CTF under high spatial frequency
Under high spatial frequency, the CTF is mainly influenced by two factors: spherical aberration & envelope function.
Spherical aberration
In glass lenses the light is bent more strongly at the periphery than it should. In magnetic lenses the effect is approximated by the same spherical aberration coefficient \(C_s\), \[ CTF = \sin(- \pi \delta \lambda f^2 + \frac{\pi C_{s} \lambda^3 f^4}{2}) \]
Envelope function
Due to spatial and thermal incoherence, the image will be blurred at high spatial frequency and the CTF has a Gaussian decay with the increasing spatial frequency.
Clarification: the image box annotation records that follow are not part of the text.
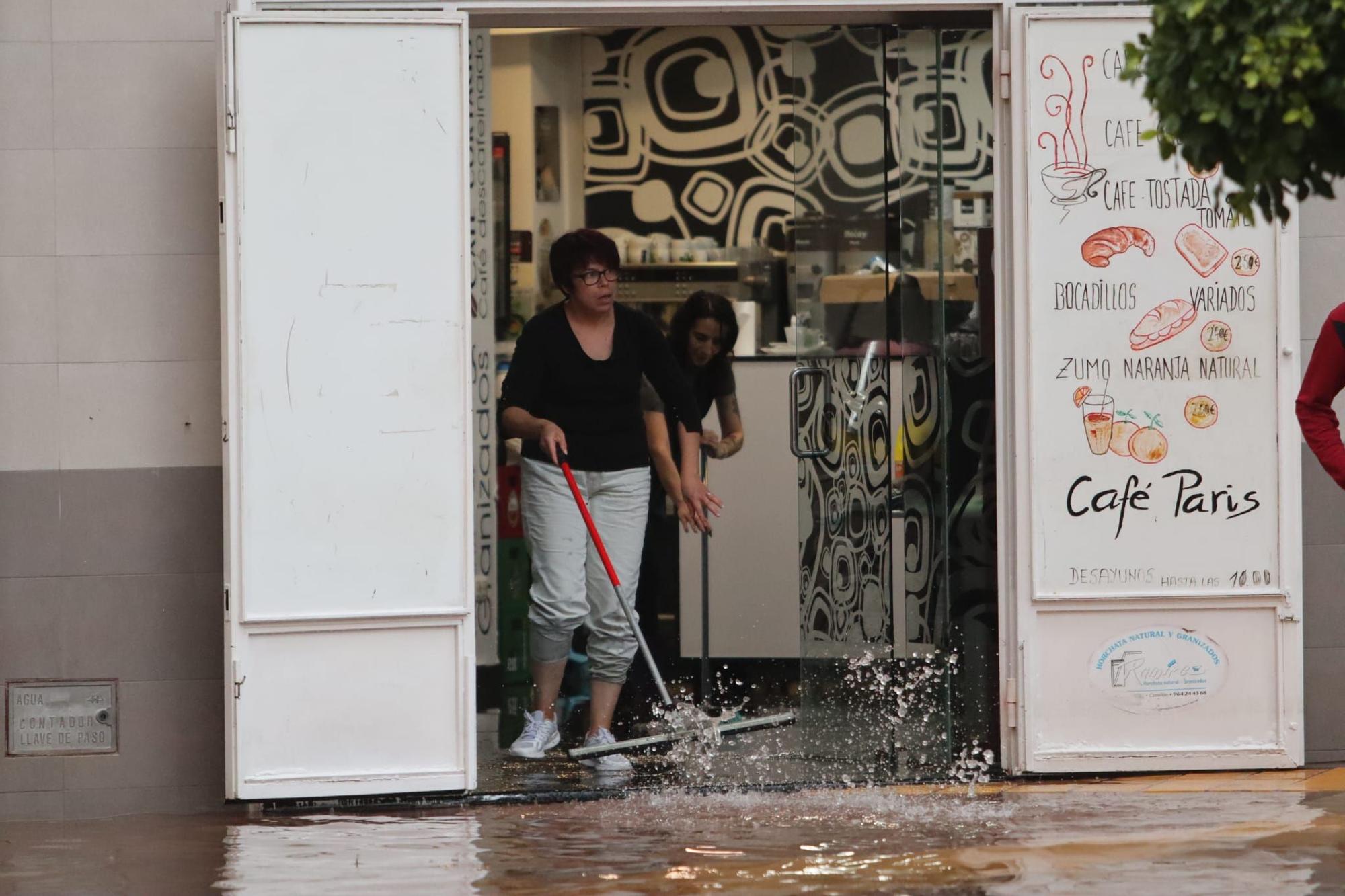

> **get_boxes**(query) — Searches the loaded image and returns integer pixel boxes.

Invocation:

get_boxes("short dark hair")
[551,227,621,298]
[668,289,738,367]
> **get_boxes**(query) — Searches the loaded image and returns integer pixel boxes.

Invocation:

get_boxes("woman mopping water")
[500,230,720,770]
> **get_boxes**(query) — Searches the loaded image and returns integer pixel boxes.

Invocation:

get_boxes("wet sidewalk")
[0,768,1345,896]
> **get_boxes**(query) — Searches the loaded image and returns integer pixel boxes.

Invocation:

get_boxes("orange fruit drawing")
[1182,395,1219,429]
[1127,411,1167,464]
[1111,410,1139,458]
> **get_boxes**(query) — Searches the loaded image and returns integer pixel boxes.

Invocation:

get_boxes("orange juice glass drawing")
[1080,394,1116,455]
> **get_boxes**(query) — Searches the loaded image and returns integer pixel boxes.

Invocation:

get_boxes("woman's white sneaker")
[580,728,631,771]
[508,709,561,759]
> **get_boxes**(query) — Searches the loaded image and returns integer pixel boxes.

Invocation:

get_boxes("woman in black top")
[500,230,720,770]
[642,289,745,530]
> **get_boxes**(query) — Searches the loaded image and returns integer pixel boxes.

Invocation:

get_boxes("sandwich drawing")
[1130,298,1196,351]
[1174,223,1228,277]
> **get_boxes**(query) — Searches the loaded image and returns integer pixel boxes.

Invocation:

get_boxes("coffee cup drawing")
[1041,161,1107,206]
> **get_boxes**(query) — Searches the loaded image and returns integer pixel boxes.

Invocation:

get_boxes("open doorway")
[477,19,998,791]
So it can be written by including the Envelope function, \[ CTF = CTF_0 \cdot \exp[ - B f^2 / 4 ] \] where \(B\) is called B-factor.
Point spread function
When the electron wave is scattered by the specimen, the higher the spatial frequency of the specimen is, the larger the scattered angel is, \[ \theta = \lambda / d = \lambda f \] So we can imagine that the waves scattered by specimen of high spatial frequency would meet the lens plane far away from the center of the lens. The lens plane is just a 2D Fourier space of the specimen. The intensity of different spatial frequency on the 2D Fourier space should obey the CTF, thus we have, \[ \mathscr{F}[I] = \mathscr{F}[S] \cdot CTF \] where \(I\) is the image and \(S\) is the specimen. We also know the image is generated by the convolution of PSF and specimen, \[ \begin{align*} I &= S * PSF \\ \color{blue}{[ \text{Fourier transfer} ]} \mathscr{F} [I] &= \mathscr{F}[S] \cdot \mathscr{F}[PSF] \\ \end{align*} \] Thus the CTF is the Fourier transfer of the PSF.